5. This decision was dissented from in the same Court the next year in the case of Lal Chand v. Queen-Empress 22 Pun, Re. Cr. 1895 p. 61 where after referring to it Rivaz J. observed:

'I agree with all that was said in that case except in the passage in the penultimate paragraph of the judgment at page 119, that seems to indicate that 'found in the house' means actually caught inside the house. I cannot doubt that a person is 'found in the house' within the true meaning of Section 4 of the Act, if he is actually seen gambling in the house before the police officer effects his actual entry, or is caught under circumstances which make it sufficiently clear that he was gambling in the house when the arrival of the police gave the alarm to its inmates even though he is actually arrested outside the house. The construction put upon a similar provision in Bombay is that: 'The section does not require that the accused should be actually arrested in the place where tha gaming has been going on. Regina v. Nana Moroji, 8 Bom. H. C. R. Cr. 1.

6. The other case relied upon by the learned counsel is: Gurbux Singh v. Emperor, A. I. R. (25) 1938 Lah. 631 in which it was held that:

'The only crime under the Public Gambling Act is being found in the place where gambling is going on and it is no offence to gamble in a public place as long as a person is not found doing it. The persons not found in the place where gambling was going on cannot, therefore, be convicted under Section 4 of the Act.'

Lal Chand's case: (22) Pun. Re. Cr. 1895 does not appear to have been brought to the notice of the learnad Judge but it also does not decide anything against it.
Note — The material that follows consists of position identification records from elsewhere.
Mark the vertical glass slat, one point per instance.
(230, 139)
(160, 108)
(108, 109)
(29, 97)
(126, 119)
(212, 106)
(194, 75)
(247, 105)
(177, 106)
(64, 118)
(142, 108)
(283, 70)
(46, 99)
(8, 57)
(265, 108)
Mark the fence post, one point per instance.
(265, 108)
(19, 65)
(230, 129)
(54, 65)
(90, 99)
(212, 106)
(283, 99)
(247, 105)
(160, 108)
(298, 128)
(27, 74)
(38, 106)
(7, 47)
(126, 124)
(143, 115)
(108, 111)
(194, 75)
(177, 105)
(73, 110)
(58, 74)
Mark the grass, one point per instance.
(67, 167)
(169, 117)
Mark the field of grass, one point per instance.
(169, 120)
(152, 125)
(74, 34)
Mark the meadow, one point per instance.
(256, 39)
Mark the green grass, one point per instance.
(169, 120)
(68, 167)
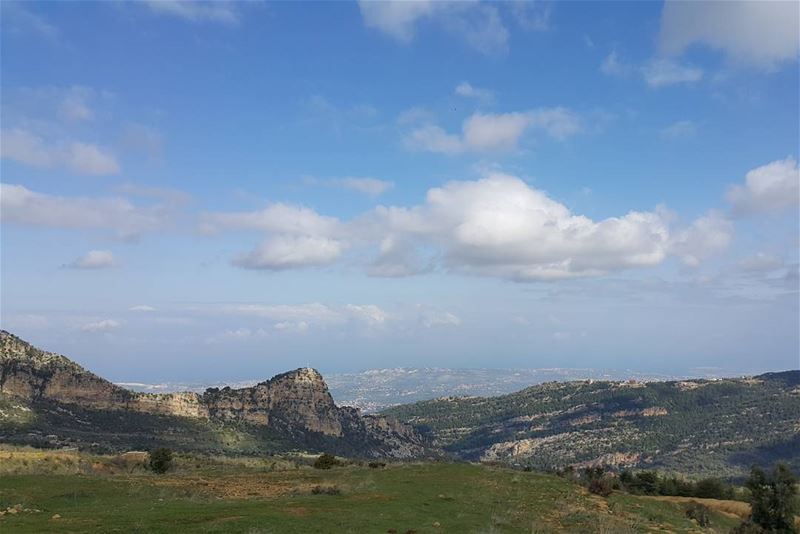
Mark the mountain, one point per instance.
(46, 398)
(691, 426)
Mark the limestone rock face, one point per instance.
(294, 403)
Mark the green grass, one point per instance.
(208, 496)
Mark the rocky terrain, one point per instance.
(697, 426)
(47, 394)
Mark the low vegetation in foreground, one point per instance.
(68, 491)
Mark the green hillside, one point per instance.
(714, 427)
(61, 491)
In my opinion Fazal Ahmad's case, (35 Pun. He. Cr. 1894) takes too narrow a view of Section 4 of the Act and Lal Chand's case correctly lays down the law.

7. In the present case there is clear evidence of the sub-inspector that when he reached the spot he found that all the accused persons that were arrested were gambling. No doubt the sub-inspector states that as soon as he proceeded to the Kothri where the gambling was going on, the accused persons, including the applicant, rushed out of that Kothri. This does not mean that they were not found gambling when the raid was made. There is, thus, no force in this contention.

8. Lastly the counsel pleaded for the reduction of sentence. I do not consider that the sentence awarded is excessive in any way.

9. The application is, therefore, rejected. The order staying the realisation of fine is vacited.